Coordination and walking (gait) require integration of signals from sensory and motor nerves by the brain and spinal cord. To test these abilities, doctors ask a person to walk in a straight line, placing one foot in front of the other. They ask the person to use the forefinger to reach out and touch the doctor’s finger, then the person’s own nose, and then to repeat these actions rapidly. The person may be asked to do these actions first with the eyes open, then with the eyes closed.
For the Romberg test, the person stands still with both feet together as close as possible without losing balance. Then the eyes are closed. If balance is lost, information about position from the legs is not reaching the brain, usually because the nerves or spinal cord is injured.
The autonomic (involuntary) nervous system regulates internal body processes that require no conscious effort, such as blood pressure, heart rate, breathing, and temperature regulation through sweating or shivering.
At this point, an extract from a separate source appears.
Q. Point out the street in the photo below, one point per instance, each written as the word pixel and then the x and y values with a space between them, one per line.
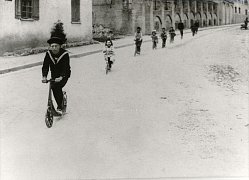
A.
pixel 178 112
An abnormality of this system may cause a fall in blood pressure when a person stands up (orthostatic hypotension), reduction or absence of sweating, or sexual problems such as difficulty initiating or maintaining an erection. Doctors may do a variety of tests, such as measuring blood pressure and heart rate while the person is lying down, sitting, and standing. Or they may remove and examine a small sample of skin (skin punch biopsy) to see whether the number of nerve endings has decreased, as occurs in some polyneuropathies that affect small nerves, including autonomic nerves.
A severe narrowing of the arteries to the brain reduces blood flow and increases the risk of stroke. The risk is higher for people who are older, who smoke cigarettes, or who have high blood pressure, high cholesterol levels, diabetes, or disorders of the arteries or heart. Doctors place a stethoscope on the neck (over the carotid artery) and listen for turbulent blood flow through a narrowed or irregular artery (the sound of turbulent blow flow is called a bruit). However, the best way to diagnose disorders of the arteries is to use ultrasonography, magnetic resonance angiography (MRA), computed tomography angiography (CTA), or cerebral angiography (see Common Imaging Tests). Blood pressure may be measured in both arms to check for blockages in the large arteries that branch off from the aorta. Such blockages sometimes result in stroke.